One Mercedes Maybach S-Class limousine and other S-600s, as well as a Toyota Land Cruiser, were transferred from North Korea to Vietnam for last February’s summit between the country’s leader Kim Jong Un and U.S. President Donald Trump, the experts said, adding that Vietnam said it asked for but was never provided a list of vehicles being brought into the country.
The panel also said it obtained information that the Taesong Department Store in Pyongyang, which reopened in April and is selling luxury goods, is part of the Taesong Group which includes two entities under U.N. sanctions and was previously linked to procurement for North Korea’s ballistic missile programs.
The panel recommended sanctions against six North Korean vessels for evading sanctions and illegally carrying out ship-to-ship transfers of refined petroleum products.
Under U.N. sanctions, North Korea is limited to importing 500,000 barrels of such products annually including gasoline and diesel. The U.S. and 25 other countries said North Korea exceeded the limit in the first four months of 2019.
The panel also recommended sanctions against the captain, owner, and parent company of the North Korean-flagged Wise Honest, which was detained by Indonesia in April 2018 with an illegal shipment of coal.
As for North Korea’s military co-operation with other countries, the experts said Iran rejected an unnamed country’s allegation that two North Korean entities under sanctions maintained offices in Iran — the Korea Mining Development Trading Corporation known as KOMID, which is the country’s primary arms dealer and main exporter of goods and equipment related to ballistic missiles and conventional weapons, and Saeng Pil Company.
The experts said they have requested information from Rwanda on a report that North Koreans are conducting special forces training at a military camp in Gabiro.
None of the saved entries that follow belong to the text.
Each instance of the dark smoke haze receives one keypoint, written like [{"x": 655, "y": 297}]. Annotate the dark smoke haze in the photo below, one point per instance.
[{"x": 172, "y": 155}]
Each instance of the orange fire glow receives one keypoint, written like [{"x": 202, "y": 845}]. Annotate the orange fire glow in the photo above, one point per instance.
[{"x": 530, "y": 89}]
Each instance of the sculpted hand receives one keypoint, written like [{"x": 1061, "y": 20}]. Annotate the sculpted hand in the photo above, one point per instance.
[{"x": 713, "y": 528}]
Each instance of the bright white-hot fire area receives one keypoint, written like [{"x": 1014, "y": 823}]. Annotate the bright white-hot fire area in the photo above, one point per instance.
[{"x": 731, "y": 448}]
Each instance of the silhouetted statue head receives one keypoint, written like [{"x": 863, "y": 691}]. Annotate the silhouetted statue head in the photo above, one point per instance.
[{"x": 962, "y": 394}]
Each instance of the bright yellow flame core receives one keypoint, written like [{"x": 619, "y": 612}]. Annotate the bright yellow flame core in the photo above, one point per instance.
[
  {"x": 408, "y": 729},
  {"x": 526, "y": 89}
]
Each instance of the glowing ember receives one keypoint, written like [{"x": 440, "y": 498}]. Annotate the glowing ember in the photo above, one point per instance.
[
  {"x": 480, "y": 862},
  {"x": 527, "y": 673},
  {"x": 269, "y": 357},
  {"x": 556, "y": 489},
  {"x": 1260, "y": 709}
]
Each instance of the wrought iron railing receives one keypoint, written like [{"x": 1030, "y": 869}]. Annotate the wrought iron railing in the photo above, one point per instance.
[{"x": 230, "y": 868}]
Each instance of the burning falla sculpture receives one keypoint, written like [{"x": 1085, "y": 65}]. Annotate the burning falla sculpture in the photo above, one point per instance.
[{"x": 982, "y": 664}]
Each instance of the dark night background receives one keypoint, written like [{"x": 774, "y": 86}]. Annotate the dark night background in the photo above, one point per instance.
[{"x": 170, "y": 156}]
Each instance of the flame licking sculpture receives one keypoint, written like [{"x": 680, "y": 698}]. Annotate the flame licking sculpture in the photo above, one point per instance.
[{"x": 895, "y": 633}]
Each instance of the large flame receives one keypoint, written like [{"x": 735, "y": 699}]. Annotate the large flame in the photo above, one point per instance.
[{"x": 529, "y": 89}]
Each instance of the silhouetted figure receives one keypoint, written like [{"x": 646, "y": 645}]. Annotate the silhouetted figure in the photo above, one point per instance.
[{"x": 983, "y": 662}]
And they said they are also waiting for a response from Uganda “to multiple inquires” about reports indicating specialized training is being conducted in the country, and KOMID and North Korean workers maintain a presence.
As examples of North Korean cyberattacks, the panel said hackers in one unnamed country accessed the infrastructure managing its entire ATM system and installed malware modifying the way transactions are processed. As a result, it forced 10,000 cash distributions to individuals working for or on behalf of North Korea “across more than 20 countries in five hours.”
In Chile, the experts said, North Korean hackers demonstrated “increasing sophistication in social engineering,” by using LinkedIn to offer a job to an employee of the Chilean interbank network Redbanc, which connects the ATMs of all the country’s banks.
According to a report from one unnamed country cited by the experts, stolen funds following one cryptocurrency attack in 2018 “were transferred through at least 5,000 separate transactions and further routed to multiple countries before eventual conversion” to currency that a government has declared legal money, “making it highly difficult to track the funds.”
In South Korea, the experts said, North Korean cyber actors shifted focus in 2019 to targeting cryptocurrency exchanges, some repeatedly.
The panel said South Korea’s Bithumb, one of the largest cryptocurrency exchanges in the world, was reportedly attacked at least four times. It said the first two attacks in February 2017 and July 2017 each resulted in losses of approximately $7 million, while a June 2018 attack led to a $31 million loss and a March 2019 attack to a $20 million loss.
The panel said it also investigated instances of
“cryptojacking” in which malware is used to infect a computer to
illicitly use its resources to generate cryptocurrency. It said one
report analyzed a piece of malware designed to mine the
cryptocurrency Monero “and send any mined currency to servers
located at Kim Il Sung University in Pyongyang.”